12T MAC motor and high current

Appreciate the thread - I have a 12T Mac kit coming from em3ev (30A 9 FET controller) that I'll be putting in a 700C wheel. A little concerned about heating, so here are a couple of questions

1) "steep" is a bit subjective in describing hills. I live on top of a 400' hill, the road up is ~0.4 mi of 10% grade followed by 1 mi of 3-5%. I can pedal to the top of this hill, it takes a while but I do it, so I'll estimate that I can put 200W into the effort. Me + the bike + groceries will weigh ~300lbs. ebikes Motor simulator thinks I'll be OK, do people here who have used the Mac 12T agree?

2) I will probably also post this question into the oil cooling thread, but has anyone here tried it and stuck with it? I don't mind the setup and a little extra maintenance if it works long term.

Thanks for the help, I know that in the end I'll try this kit and if it can't handle the load I'll go to a BBSHD.
 
I live on a 180 ft hill that averages 9% but has one 15%+ section at the end. I have a Mac 8t in a 20” wheel on a 100lb cargo bike, the only time I haven’t made it up the hill was with an adult passenger, making for about a 450lb total weight, and a battery that was only 50% charged. I think I was running at 40A 52v at the time, lately I’ve been letting it try to get 50A from my battery.

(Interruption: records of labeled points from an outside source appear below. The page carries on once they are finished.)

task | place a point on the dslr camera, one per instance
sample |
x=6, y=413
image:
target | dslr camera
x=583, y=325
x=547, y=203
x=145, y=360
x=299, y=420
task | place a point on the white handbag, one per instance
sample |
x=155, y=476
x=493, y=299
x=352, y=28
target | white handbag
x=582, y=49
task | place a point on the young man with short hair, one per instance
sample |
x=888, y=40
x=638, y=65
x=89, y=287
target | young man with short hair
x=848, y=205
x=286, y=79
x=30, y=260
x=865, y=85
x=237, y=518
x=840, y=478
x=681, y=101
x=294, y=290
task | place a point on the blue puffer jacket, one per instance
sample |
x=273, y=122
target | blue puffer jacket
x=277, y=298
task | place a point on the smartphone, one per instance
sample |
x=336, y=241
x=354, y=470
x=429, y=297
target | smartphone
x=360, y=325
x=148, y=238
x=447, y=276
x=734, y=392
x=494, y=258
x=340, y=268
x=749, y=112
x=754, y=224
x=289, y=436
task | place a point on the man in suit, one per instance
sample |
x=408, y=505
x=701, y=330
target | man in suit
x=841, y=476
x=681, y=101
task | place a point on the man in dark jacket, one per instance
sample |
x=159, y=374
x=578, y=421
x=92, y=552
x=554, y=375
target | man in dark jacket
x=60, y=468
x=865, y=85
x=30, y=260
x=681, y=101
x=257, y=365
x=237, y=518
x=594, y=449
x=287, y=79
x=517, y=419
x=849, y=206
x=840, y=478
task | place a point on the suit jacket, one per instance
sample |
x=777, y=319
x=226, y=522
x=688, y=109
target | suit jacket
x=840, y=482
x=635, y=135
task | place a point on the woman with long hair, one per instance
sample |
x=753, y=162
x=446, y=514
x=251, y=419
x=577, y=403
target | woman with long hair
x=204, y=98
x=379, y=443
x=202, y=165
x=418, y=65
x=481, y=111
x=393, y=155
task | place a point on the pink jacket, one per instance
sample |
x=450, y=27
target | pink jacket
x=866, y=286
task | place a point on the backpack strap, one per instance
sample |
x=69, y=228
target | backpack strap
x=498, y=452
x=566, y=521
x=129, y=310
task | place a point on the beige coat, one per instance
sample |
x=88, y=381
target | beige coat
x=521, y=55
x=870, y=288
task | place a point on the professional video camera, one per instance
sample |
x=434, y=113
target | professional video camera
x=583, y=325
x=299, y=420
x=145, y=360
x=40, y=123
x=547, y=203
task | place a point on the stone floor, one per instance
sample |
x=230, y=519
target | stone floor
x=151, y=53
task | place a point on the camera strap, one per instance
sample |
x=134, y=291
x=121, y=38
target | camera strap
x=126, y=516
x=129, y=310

I’ve hit 90-100C once or twice on hot days, but never until I’ve crested the hill and slowed down.

I’d really like to try a higher torque motor and just use FOC to get speed, I’d wanted to make it to the 25mph-ish range, but with the Phaserunner I’ve hit 34 mph which is way faster than I need the bike to go. I bet a 12t would be perfect.
 
I have a 10T with a 40 amp controller and a 52v battery , peaking 50 amps and 2.5KW, 700c wheel and it moves. Never had eny issues with it. Kinda got so used to it i want more^^ i have ride it for 1182km til now. Eny one know how much the motor can take? Is like 3KW possible?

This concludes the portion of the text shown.